CHAPTER X

JARDIN ZOOLOGIQUE, GHENT, FOUNDED 1851: DIRECTOR, M. NIEPELS

It was simply pouring with rain when I left Brussels to visit the Zoological Garden at Ghent; but, as luck would have it, I had scarcely paid my franc and passed the turnstile into the Garden when the rain ceased and the sun popped in and out of clouds.

Passing a duck-pond covered with pochard, the visitor comes to a café and the usual concert-hall found in all zoological gardens on the Continent. In front of the hall is a large open space with a band-stand in the middle. Just beyond is the parrot and small-bird house, in which one of the parrots was imitating a cuckoo to perfection. In the centre of this house was a large case containing stuffed animals and birds, which had lived at some time or other in the Garden.
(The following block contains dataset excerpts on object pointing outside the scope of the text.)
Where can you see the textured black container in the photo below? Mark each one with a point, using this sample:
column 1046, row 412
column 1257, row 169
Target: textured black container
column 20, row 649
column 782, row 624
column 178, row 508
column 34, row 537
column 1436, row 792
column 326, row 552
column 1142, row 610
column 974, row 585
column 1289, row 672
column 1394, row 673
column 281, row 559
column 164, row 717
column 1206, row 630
Close by was a large pheasant and peacock aviary, with indoor pens fitted with plate-glass sides.

After passing a quantity of poultry pens, the next objects which attract the visitor’s attention are the well-filled brown-bear cages. Behind them, in a house rather difficult to find, is a remarkably fine Indian elephant. We next come to a pretty pond with a variety of ducks, mostly sheldrake, swimming upon it. There is a good bird-of-prey aviary, containing, amongst other birds, a remarkably fine condor.

BARBARY SHEEP, GHENT.

The next house contained zebus, wapiti, Japanese deer, and black-and-white African sheep with fat tails. The extraordinary abundance of fat on the tails is a provision of nature, and enables the animal to go without food for a considerable period when making long marches from one patch of long grass to another, which is of frequent occurrence in the arid deserts where they live. I frequently gave as little as three arms’-length of common American sheeting for one fat-tailed sheep in Somaliland, North-East Africa, one of the principal homes of these black-and-white sheep.

In the centre of the Garden is another pond, upon which were ducks, swans, pelicans, storks, and cormorants. There was a pen of Angora sheep, the old ram having most beautifully twisted horns. In a rockery was one of the prettiest sights in the Garden—a herd of Barbary sheep, a favourite animal in Continental zoos; behind them were a herd of yak, and one of white llamas.

Anyone who happens to find himself in Ghent with an hour to spare should visit the Garden. It is close to the railway-station.